You could avoid this with careful exception handling—you could catch any exceptions that emerge from the first await before going on to execute the second, for example. Alternatively, you could use Task.WhenAll to wait for all the tasks as a single operation—this will produce a faulted task with an AggregateException if anything fails, enabling you to see all errors. Of course, as you saw in the preceding section, multiple failures of this kind are awkward to deal with when you’re using await. But if you want to launch multiple asynchronous operations and have them all in flight simultaneously, you’re going to need more complex code to coordinate the results than you would do when performing work sequentially. Even so, the await and async keywords still make life much easier.
Summary
Asynchronous operations do not block the thread from which they are invoked. This can make them more efficient than synchronous APIs, which is particularly important on heavily loaded machines. It also makes them suitable for use on the client side, because they enable you to perform long-running work without causing the UI to become unresponsive. Without language support, asynchronous operations can be complex to use correctly, particularly when handling errors across multiple related operations. C#’s await keyword enables you to write asynchronous code in a style that looks just like normal synchronous code. It gets a little more complex if you want a single method to manage multiple concurrent operations, but even if you write an asynchronous method that does things strictly in order, you will get the benefits of making much more efficient use of threads in a server application—it will be able to support more simultaneous users, because each individual operation uses fewer resources—and on the client side, you’ll get the benefit of a more responsive UI.
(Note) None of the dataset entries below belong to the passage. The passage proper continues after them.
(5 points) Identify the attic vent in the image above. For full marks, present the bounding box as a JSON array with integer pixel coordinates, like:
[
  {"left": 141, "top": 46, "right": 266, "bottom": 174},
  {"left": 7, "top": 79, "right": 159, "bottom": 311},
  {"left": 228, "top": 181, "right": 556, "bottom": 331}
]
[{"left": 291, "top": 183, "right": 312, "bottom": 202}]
Methods that use await must be marked with the async keyword and should usually return one of Task, Task
1 This example is a bit contrived so that I can illustrate how using works in async methods. Disposing an HttpClient obtained from an IHttpClientFactory is normally optional, and in cases where you new up an HttpClient directly, it’s better to hang on to it and reuse it, as discussed in “Optional Disposal”.
2 As it happens, Example 17-3 does this too, because the TPL captures the execution context for us.
3 Strictly speaking, I should inspect the HTTP response headers to discover the encoding, and configure the StreamReader with that. Instead, I’m letting it detect the encoding, which will work well enough for demonstration purposes.
4 These are available in .NET and .NET Standard 2.1. With .NET Framework, you will need to use the Microsoft.Bcl.AsyncInterfaces NuGet package.